È molto difficile da dire. Posso però dire cosa stiamo facendo per posizionarci al meglio. Ci sono fattori esterni e interni che influenzano il modo in cui le nostra economia si svilupperà. Ci sono i cambiamenti che le nuove tecnologie innescano. Ci sono intorno a noi mercati che crescono, diventano sempre più sofisticati e competono con noi, ma che ci offrono anche opportunità. E ci sono fattori interni, come l’invecchiamento della popolazione, che ci frenano. Alla luce di tutto ciò, ogni 7-10 anni riesaminiamo la nostra economia, guardiamo al futuro e vediamo cosa fare per prepararci ai prossimi 10-15 anni. Il Governo ha istituito un Committee on the future economy, di cui sono co-presidente, che fa proprio questo: studia come queste forze ci influenzano e come rispondere. E lo facciamo a tutti i livelli: cerchiamo di capire che genere di lavoratori e di aziende ci servono, quali settori sono più esposti ai cambiamenti distruttivi e quali offrono opportunità, e cerchiamo di capire quali sinergie si possono costruire.

Singapore dipende molto dalla domanda mondiale.
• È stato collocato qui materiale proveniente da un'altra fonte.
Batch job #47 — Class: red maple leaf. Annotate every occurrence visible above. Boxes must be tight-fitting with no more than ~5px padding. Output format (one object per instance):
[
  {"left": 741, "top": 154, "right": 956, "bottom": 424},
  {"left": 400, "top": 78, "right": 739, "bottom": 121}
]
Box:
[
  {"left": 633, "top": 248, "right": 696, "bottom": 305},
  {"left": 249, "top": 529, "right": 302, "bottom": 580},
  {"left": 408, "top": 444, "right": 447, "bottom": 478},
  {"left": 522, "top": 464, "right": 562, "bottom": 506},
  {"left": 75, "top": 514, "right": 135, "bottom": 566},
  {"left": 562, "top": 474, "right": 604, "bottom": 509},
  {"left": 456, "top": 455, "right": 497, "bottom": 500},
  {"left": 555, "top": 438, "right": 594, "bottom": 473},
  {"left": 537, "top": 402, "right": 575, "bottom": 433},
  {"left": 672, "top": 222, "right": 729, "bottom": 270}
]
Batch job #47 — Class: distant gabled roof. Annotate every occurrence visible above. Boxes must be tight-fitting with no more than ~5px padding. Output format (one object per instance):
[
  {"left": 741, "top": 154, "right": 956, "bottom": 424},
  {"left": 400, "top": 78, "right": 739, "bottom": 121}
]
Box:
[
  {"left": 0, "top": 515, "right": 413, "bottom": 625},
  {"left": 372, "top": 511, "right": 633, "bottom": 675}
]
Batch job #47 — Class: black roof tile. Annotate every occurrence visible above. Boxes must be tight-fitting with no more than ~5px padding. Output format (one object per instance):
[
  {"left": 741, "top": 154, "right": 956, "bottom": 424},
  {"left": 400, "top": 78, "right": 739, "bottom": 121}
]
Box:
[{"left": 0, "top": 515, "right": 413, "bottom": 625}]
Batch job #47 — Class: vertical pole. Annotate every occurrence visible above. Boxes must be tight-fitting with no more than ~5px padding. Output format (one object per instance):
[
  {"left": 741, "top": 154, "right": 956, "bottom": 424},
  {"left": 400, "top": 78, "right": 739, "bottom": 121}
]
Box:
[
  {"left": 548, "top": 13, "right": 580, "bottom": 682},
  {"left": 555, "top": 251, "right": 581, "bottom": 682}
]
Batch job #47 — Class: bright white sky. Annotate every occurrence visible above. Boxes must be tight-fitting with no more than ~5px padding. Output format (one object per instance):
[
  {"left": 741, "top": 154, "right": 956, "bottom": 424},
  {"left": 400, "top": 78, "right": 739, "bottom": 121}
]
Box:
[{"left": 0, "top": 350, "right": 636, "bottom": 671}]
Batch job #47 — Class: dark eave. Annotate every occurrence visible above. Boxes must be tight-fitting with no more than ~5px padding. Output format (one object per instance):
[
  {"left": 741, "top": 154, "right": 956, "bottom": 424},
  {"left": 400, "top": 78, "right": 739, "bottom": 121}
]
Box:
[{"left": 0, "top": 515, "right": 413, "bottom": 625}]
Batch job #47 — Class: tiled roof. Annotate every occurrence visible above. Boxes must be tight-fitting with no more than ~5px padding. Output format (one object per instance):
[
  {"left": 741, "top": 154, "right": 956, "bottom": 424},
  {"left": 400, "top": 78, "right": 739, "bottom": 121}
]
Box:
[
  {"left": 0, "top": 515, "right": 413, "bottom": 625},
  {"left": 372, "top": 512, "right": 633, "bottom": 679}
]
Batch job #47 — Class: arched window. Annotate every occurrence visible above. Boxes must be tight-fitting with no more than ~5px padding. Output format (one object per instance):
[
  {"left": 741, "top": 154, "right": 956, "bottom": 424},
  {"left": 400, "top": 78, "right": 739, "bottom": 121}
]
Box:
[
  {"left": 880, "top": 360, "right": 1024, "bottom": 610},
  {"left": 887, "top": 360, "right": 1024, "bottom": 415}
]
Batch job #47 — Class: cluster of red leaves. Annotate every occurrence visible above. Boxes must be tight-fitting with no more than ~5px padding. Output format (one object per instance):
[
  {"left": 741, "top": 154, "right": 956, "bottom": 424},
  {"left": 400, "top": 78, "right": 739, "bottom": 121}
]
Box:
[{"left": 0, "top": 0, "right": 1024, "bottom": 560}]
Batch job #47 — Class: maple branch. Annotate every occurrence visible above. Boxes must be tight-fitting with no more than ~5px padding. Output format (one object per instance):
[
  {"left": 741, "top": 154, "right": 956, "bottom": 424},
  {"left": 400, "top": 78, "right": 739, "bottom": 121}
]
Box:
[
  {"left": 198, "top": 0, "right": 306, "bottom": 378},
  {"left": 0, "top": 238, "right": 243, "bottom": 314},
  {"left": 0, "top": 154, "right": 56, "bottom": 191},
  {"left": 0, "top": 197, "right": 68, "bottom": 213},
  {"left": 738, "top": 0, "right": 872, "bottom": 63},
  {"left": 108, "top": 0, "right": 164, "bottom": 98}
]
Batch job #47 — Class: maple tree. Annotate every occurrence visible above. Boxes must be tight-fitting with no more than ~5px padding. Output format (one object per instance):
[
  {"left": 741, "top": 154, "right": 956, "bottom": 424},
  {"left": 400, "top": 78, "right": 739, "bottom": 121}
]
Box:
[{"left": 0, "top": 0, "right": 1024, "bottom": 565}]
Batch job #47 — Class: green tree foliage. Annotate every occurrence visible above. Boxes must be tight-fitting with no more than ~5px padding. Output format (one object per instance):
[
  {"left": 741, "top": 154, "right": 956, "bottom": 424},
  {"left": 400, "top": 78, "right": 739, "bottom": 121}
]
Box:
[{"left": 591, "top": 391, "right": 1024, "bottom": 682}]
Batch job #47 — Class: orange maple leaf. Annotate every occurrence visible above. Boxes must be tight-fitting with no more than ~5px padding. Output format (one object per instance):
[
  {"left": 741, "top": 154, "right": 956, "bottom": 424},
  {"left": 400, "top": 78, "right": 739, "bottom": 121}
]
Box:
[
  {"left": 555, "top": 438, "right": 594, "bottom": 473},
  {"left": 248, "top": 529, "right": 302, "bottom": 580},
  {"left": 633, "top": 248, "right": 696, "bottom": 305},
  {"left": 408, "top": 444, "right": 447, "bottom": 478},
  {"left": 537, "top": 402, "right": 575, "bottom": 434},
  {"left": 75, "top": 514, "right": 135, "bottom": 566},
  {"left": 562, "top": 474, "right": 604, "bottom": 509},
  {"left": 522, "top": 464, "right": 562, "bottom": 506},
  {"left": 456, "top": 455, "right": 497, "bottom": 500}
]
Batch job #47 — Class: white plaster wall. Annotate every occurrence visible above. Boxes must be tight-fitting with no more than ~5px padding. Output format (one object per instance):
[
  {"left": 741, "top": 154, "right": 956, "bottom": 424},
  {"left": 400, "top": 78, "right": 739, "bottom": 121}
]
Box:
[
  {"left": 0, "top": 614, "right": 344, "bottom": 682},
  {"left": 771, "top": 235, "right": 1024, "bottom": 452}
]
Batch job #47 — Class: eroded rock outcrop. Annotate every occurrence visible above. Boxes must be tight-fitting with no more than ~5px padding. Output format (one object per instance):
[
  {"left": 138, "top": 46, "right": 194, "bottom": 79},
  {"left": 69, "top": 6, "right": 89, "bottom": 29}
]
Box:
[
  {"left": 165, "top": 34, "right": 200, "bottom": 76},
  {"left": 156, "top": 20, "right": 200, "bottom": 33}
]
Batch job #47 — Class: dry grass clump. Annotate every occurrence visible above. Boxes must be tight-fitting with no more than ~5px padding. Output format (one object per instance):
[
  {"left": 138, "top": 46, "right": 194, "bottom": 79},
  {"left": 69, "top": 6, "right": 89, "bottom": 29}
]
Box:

È un punto debole?

Quando sei uno Stato di 5,5 milioni di abitanti, non hai scelta, devi guardare al mondo. Ma come cerchiamo di difenderci da questa vulnerabilità? Le fondamenta sono la politica di bilancio e quella monetaria. Grazie a una spesa pubblica di appena il 16-17% del Pil, possiamo tenere la tassazione a livelli competitivi. E ovviamente, con un interscambio che è tre volte il Pil, facciamo molta attenzione ai cambi. Ciò detto, cerchiamo di diversificare. Sia all’interno, per non essere dipendenti da un solo settore, sia all’estero, ampliando i mercati di sbocco.

Cosa pensa succederebbe se gli Usa adottassero politiche commerciali più chiuse?

Gran parte dell’economia Usa dipende dai mercati globali, tanto che un posto di lavoro americano su cinque dipende dall’export. Per questo non credo che per gli Usa il problema sia disimpegnarsi, ma anzi di trovare vie per integrarsi ancora di più. Questa forse è la ragione per cui partecipano al Tpp, un trattato che coinvolge un’area enorme e che alza l’asticella degli accordi commerciali. Qualunque sarà la nuova leadership Usa, farebbe fatica a ridimensionare l’apertura internazionale. E credo che il Tpp sia un esempio del modo in cui gli Usa vogliano impegnarsi in questa parte di mondo.

Le relazioni economiche tra Italia e Singapore sono ancora molto sottili. Cosa serve per farle crescere?

C’è molto potenziale. Le grandi aziende sono già a Singapore. Ma ora ci sono opportunità anche per le vostre Pmi, che sono molto interessanti, soprattutto nei settori della moda, dell’alimentare, dell’arredamento, dell’ingegneria. Credo siano alla ricerca di nuove opportunità e in Asia ce ne sono molte. Si tratta di adattare l’offerta all’esigenza dei mercati. Mettere in connessione le nostre imprese in questi settori sarebbe un buon modo per approfondire le nostre relazioni. E la rimozione di Singapore dalla black list del fisco italiano è stato di sicuro un passaggio importante in questo senso. Poi sarà fondamentale il trattato di libero scambio tra Ue e Singapore.

Cosa suggerirebbe a un’impresa italiana che progetti di avere una presenza nella regione?

Dovrebbe cominciare con il riconoscere che Asia e Asean sono opportunità per ritmi di crescita e integrazione, attraverso l’Asean economic community. Poi dovrebbe capire da dove entrare. A Singapore ci sono un contesto familiare e gli strumenti per comprendere i mercati della regione, che sono molto diversi tra loro e differenziati al proprio interno. Rovesciando il punto di vista, le nostre società, soprattutto le Pmi, stanno cercando di sviluppare le proprie risorse in alcuni settori, in particolare nell’ingegneria, nei macchinari e nella manifattura e sempre più nella digital economy, e-government, e-services: è in questi ambiti che i nostri imprenditori cercano opportunità di collaborazione in Italia.